The phosphatase activity of sEH has been shown to hydrolyze in vitro lipid phosphates such as terpene pyrophosphates or lysophosphatidic acids. Studies suggest a potential role of sEH in regulating cholesterol biosynthesis and metabolism in the brain. If the N-terminal domain of sEH is regulating cholesterol metabolism, it emplies that higher levels of its phosphatase activity could potentially increase brain cholesterol concentrations. However, its biological role is still unknown.

== Clinical significance ==
Through metabolism of EETs and other lipid mediators, sEH plays a role in several diseases, including hypertension, cardiac hypertrophy, arteriosclerosis, brain and heart ischemia/reperfusion injury, cancer and pain. Because of its possible role in cardiovascular and other diseases, sEH is being pursued as a pharmacological target, and potent small molecule inhibitors are available.

Because of the implications to human health, sEH has been pursued as a pharmaceutical target and several sEH inhibitors have been developed in the private and public sectors. One such inhibitor, UC1153 (AR9281), was taken to a phase IIA clinal trial for treatment of hypertension by Arête Therapeutics. However, UC1153 failed the clinical trial, due in large part because of its poor pharmacokinetic properties. Since this trial, a different sEH inhibitor, GSK2256294, developed for chronic obstructive pulmonary disease by GlaxoSmithKline has entered the pre-recruiting phase of a phase I clinical trial for obese male smokers. EicOsis designs and applies sEH inhibitors towards treating chronic pain in humans, companion animals and horses. The inhibitor EC1728 has been shown to successfully treat equine laminitis and alleviate inflammatory pain in dogs and cats and is currently undergoing clinical trials in horses. The sEH inhibitor EC5026 has been selected as the therapeutic for diabetic neuropathy and recently entered Phase 1 clinical trials. Thus, interest continues in sEH as a therapeutic target. Another drug described as a small-molecule thrombolytic with multiple mechanisms of action, SMTP-7, has been found to act as a sEH inhibitor, but is still at early experimental stages.
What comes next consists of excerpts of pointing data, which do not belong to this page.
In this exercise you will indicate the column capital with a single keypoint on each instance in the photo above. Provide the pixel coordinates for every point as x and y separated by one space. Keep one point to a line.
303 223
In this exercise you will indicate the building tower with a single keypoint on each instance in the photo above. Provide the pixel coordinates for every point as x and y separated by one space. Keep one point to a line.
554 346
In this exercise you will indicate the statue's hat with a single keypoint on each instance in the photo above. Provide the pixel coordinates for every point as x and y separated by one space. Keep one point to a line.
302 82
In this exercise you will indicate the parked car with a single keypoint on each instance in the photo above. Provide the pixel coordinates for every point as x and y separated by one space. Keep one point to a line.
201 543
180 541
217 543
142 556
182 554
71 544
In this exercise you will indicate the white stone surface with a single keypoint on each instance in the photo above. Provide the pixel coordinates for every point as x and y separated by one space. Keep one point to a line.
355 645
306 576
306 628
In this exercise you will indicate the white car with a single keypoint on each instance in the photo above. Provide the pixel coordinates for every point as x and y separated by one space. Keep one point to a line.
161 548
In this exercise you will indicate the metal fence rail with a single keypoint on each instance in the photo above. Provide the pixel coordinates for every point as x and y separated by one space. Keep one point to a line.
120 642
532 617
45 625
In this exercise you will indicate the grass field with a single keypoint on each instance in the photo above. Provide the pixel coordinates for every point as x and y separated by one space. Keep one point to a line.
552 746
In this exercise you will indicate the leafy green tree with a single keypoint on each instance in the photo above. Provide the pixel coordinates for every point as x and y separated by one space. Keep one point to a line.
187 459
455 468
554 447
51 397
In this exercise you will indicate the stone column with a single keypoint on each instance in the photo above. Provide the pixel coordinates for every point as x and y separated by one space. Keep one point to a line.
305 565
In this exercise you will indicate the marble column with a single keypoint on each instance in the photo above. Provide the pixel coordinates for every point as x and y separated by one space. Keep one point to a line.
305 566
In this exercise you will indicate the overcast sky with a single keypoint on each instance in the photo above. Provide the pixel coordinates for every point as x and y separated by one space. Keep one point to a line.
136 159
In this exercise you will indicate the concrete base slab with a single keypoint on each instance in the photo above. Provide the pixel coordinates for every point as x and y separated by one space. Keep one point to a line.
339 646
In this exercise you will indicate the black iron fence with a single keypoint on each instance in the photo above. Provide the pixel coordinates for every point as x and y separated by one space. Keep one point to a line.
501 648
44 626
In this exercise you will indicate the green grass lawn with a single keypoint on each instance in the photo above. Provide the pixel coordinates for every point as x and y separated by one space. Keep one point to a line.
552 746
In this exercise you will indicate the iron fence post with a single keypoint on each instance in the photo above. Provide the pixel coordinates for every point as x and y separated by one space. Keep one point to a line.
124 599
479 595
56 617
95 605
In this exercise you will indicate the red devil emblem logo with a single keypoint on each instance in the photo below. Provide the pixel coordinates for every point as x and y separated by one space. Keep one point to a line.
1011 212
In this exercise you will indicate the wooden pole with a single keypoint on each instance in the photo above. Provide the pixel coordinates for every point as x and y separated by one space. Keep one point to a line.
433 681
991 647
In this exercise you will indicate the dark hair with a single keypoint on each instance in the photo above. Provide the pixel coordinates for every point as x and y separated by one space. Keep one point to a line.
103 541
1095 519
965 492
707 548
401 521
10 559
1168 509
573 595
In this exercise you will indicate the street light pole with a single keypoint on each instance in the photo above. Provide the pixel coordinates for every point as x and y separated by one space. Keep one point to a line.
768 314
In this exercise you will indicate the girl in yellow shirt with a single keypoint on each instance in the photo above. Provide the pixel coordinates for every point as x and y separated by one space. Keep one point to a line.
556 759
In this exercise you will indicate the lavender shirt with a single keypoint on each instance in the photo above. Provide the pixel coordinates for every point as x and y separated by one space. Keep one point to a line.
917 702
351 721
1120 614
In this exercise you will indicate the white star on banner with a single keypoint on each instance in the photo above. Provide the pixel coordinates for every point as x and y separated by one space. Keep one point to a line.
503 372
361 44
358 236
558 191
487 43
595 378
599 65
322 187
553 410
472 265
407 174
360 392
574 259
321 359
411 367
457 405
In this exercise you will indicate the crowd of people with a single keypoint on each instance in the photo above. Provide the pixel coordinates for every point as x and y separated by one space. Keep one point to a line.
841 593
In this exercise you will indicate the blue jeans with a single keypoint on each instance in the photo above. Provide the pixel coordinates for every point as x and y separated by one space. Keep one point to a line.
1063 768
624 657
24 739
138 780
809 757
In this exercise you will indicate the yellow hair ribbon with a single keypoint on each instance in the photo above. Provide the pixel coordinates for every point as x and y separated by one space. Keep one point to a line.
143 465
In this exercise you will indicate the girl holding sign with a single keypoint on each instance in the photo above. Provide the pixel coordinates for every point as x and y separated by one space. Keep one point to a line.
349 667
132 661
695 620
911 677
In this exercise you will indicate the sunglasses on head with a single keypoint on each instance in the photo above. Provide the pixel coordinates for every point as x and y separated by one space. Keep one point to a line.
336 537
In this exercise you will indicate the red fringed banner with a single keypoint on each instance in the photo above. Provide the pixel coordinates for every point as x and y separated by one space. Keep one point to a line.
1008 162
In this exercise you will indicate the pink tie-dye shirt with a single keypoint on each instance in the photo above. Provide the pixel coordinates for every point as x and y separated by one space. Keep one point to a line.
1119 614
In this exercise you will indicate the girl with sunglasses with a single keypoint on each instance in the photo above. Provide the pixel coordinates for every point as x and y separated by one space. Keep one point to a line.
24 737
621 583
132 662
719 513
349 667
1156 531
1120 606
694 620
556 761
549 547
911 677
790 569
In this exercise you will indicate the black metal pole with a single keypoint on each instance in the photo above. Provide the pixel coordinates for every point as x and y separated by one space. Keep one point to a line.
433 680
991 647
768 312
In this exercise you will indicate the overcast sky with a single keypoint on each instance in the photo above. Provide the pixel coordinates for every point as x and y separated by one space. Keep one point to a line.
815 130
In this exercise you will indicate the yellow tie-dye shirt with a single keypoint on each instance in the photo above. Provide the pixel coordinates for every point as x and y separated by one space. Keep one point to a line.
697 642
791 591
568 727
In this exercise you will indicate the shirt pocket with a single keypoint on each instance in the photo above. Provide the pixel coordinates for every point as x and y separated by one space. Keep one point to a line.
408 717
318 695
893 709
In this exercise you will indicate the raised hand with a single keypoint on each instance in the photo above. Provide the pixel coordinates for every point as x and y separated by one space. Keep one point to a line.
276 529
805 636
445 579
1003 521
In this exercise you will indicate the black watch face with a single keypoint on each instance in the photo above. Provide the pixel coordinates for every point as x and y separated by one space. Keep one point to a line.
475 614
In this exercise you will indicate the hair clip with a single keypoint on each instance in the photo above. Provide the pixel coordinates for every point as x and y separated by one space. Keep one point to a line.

One indication of the possible therapeutic value of sEH inhibition comes from studies examining physiologically relevant single nucleotide polymorphisms (SNPs) of sEH in human populations. The Coronary Artery Risk Development in Young Adults (CARDIA) and the Atherosclerosis Risk in Communities (ARIC) studies both associated SNPs in the sEH coding region with coronary heart disease. In these studies, two nonsynonymous SNPs were identified, R287Q and K55R. R287Q changes the arginine in position 287 in the most frequent allele to glutamine, while K55R changes the lysine in position 55 to an arginine. R287Q was associated with coronary artery calcification in African American population participating in the CARDIA study. The K55R allele is associated with the risk of developing coronary heart disease in Caucasians participating in the ARIC study, where it was also associated with a higher risk of hypertension and ischemic stroke in male homozygotes.